Short form content is good for documentary filmmakers. Dan Silver elaborated this point by explaining "to start, documentary filmmaking is really hard. And it's time-consuming. For us to do a '30 for 30' and the '30 for 30s' that work really well are the ones that are passion-driven. A director, a storyteller has a story and they're dying to tell it. That's where you get a specific point of view. But it's a commitment. And not everybody, not every filmmaker, not every person who does a 30 for 30 has almost a year of their life to give up. And you deal on the passion. And what we started seeing is this balance. If you bring over the quality that we spend and the attention that we spend, how seriously we take it from the 30 for 30 perspective, and apply that to short form content, short films, then there's something interesting here. And then we start getting into the fun stuff, which is the distribution."
Content is king. In response to a question about net neutrality's impact on independent artists, Spurlock reassured the audience that "I think what will happen is content creators will always be able to load a piece of their content. At the end of the day, it doesn't matter who the bandwidth is, content is king. You are the content creator and it doesn't matter. You are the brains behind the idea or whatever it is. JJ Abrams is always gonna be able to load a piece of JJ Abrams content, because he's JJ Abrams. I feel like there are certain content creators that you're always gonna be able to make those deals."

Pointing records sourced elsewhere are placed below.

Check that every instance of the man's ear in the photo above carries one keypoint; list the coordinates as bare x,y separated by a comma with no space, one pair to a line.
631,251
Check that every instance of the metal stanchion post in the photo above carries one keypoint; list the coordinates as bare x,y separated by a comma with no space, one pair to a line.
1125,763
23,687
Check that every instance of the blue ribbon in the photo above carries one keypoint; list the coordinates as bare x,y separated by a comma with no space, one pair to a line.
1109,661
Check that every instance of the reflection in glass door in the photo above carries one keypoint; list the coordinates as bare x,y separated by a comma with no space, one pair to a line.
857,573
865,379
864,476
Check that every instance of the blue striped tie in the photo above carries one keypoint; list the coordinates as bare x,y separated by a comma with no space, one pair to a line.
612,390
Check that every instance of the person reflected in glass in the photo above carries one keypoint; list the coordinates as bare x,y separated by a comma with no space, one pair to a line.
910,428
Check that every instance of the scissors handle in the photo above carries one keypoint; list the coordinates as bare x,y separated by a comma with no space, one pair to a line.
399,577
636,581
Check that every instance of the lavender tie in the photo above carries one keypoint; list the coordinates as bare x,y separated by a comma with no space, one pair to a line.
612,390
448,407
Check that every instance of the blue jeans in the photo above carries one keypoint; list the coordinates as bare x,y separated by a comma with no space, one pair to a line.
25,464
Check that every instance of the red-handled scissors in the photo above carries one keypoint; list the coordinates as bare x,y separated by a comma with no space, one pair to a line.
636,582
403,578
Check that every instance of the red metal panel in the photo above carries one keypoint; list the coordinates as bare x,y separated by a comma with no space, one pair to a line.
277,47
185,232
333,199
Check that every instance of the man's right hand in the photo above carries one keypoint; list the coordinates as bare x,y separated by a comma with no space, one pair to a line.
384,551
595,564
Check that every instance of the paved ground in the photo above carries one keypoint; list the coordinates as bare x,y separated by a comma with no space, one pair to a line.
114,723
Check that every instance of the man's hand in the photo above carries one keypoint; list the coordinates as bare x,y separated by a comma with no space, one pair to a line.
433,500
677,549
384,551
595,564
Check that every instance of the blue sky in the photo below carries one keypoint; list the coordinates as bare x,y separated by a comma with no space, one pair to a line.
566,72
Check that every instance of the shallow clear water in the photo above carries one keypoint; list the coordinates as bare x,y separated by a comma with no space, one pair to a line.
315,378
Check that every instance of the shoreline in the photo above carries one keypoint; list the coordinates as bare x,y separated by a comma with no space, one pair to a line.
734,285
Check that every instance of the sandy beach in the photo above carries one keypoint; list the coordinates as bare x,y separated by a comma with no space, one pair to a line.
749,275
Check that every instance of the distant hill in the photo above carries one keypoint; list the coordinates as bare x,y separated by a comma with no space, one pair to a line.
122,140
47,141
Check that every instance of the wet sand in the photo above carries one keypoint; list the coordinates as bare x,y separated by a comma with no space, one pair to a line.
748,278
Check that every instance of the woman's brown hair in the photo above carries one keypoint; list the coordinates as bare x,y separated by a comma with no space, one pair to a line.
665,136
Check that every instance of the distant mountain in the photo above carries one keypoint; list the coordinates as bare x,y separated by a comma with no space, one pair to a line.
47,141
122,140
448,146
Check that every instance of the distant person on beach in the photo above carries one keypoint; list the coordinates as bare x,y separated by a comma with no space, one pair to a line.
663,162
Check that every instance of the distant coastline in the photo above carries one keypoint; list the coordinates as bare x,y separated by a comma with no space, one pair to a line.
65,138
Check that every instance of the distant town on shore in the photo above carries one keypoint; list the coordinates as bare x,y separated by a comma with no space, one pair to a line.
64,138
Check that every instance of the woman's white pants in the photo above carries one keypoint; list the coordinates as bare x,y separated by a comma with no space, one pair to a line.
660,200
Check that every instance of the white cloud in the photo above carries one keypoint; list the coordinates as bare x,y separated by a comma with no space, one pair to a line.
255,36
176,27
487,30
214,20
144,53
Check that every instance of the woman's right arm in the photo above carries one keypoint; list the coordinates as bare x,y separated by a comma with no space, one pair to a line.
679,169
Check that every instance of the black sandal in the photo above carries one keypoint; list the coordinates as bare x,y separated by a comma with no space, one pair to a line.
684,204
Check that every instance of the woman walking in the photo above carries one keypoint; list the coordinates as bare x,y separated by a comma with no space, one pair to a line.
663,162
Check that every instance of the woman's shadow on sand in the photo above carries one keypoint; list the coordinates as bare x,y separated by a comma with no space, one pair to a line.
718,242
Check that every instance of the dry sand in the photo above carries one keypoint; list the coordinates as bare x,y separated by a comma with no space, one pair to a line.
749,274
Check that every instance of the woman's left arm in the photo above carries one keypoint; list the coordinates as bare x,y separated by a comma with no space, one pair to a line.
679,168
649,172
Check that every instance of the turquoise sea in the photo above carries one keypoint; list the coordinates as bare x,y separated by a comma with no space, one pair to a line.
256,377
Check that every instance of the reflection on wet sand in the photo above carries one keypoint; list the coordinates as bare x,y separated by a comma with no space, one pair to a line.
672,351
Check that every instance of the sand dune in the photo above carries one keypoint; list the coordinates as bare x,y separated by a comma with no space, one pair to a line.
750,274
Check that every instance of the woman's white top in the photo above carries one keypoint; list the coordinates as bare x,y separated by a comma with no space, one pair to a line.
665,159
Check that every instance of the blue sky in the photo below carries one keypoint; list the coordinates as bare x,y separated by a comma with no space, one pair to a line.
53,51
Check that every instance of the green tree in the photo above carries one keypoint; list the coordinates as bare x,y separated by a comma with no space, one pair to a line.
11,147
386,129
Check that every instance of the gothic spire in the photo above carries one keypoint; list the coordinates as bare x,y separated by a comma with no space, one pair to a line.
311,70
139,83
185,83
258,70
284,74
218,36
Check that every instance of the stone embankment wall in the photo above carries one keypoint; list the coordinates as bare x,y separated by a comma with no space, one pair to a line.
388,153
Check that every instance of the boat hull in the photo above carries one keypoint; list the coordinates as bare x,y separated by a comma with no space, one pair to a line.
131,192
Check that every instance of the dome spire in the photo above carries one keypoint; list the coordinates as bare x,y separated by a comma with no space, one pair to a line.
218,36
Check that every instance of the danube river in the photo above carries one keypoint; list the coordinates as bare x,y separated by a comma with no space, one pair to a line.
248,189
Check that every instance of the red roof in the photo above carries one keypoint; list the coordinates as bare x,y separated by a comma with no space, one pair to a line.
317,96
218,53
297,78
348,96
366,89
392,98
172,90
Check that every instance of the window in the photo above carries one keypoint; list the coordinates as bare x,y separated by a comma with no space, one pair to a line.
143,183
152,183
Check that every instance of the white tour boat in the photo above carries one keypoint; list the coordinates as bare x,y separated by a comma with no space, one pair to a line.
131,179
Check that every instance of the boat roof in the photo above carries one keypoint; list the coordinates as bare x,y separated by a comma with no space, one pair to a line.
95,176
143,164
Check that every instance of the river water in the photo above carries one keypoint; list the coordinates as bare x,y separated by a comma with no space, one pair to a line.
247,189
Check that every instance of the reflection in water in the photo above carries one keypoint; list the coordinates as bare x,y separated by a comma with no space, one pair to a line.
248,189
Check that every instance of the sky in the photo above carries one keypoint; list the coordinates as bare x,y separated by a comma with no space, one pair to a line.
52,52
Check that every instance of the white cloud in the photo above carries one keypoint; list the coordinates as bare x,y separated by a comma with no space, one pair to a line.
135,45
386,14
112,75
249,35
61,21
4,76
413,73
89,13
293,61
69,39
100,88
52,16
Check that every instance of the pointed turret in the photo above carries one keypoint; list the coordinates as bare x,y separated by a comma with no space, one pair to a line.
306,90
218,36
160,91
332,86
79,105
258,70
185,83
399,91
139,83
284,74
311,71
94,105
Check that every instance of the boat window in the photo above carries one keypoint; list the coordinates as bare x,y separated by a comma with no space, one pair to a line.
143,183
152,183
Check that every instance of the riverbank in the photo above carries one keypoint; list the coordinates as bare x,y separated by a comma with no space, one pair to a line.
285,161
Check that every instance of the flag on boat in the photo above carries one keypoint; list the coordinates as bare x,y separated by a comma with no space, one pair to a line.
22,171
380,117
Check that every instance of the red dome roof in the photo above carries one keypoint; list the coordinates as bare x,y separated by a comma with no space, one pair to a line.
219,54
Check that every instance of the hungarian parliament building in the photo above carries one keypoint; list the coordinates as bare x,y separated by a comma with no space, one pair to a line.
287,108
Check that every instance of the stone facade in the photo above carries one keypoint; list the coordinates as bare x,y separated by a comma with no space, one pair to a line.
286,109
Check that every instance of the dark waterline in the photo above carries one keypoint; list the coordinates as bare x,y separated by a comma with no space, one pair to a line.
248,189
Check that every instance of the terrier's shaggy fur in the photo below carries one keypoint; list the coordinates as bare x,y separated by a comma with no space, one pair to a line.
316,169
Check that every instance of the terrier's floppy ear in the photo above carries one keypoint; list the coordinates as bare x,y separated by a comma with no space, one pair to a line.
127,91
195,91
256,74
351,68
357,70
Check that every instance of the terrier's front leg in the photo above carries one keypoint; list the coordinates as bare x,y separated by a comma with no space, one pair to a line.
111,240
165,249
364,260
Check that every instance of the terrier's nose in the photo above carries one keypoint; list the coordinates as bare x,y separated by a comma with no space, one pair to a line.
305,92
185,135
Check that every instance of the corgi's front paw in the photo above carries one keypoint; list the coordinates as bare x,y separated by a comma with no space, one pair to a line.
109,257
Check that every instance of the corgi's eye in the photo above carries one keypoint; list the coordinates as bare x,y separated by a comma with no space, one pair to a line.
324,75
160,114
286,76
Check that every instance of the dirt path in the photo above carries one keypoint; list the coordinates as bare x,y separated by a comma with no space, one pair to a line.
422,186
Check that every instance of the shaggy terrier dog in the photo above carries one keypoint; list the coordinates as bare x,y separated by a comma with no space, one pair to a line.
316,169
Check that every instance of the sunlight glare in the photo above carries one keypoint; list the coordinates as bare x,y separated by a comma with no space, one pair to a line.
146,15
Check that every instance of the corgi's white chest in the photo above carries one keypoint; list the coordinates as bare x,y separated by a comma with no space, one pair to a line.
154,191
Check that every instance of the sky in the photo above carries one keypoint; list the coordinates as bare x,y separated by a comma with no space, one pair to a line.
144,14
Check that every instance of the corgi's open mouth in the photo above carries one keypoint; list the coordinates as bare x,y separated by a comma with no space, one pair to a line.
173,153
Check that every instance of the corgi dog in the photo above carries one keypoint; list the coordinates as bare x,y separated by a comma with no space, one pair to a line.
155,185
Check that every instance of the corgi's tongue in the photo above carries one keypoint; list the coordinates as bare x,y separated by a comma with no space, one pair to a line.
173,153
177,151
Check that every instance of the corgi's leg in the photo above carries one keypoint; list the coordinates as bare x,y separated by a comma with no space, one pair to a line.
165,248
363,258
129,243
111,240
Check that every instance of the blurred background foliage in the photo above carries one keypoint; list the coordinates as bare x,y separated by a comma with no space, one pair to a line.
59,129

However, he also brought up the issue that "it's gonna be harder for people when you come up, as it is for anyone. The question is can you drive people to smaller channels to watch things? It's still gonna come down to marketing, it's gonna be coming down to advertising, to co-promotion. Right now, we live in a world where there's so much on the internet that 99% of stuff online is invisible. There's just no way to market it because there's just too much, and you're gonna start seeing some people get behind the promotion of certain content."
Best venues through which to get your stuff seen. Silver informs us of his reliance on outside sources to give him the buzz, stating that "I mostly get forwarded stuff. I rely on aggregators, I rely on Dark Horizon to show me the cool trailers. I check Funny or Die every day. I rely on other people to show me what's out there." Spingarn-Koff added "anything that gets picked up by Upworthy." Jacobs added "I've always loved Vulture, New York Times magazine site and I've done a couple of videos with them as well." Spingarn-Koff, however, who warned the audience not to put their stuff on YouTube due to a premiere requirement at Op-Docs, suggested as an alternative "if you have festival aspirations, you should try to do the festival run in the hopes that somebody has money paying you to give it some life on television or an online outlet that pays."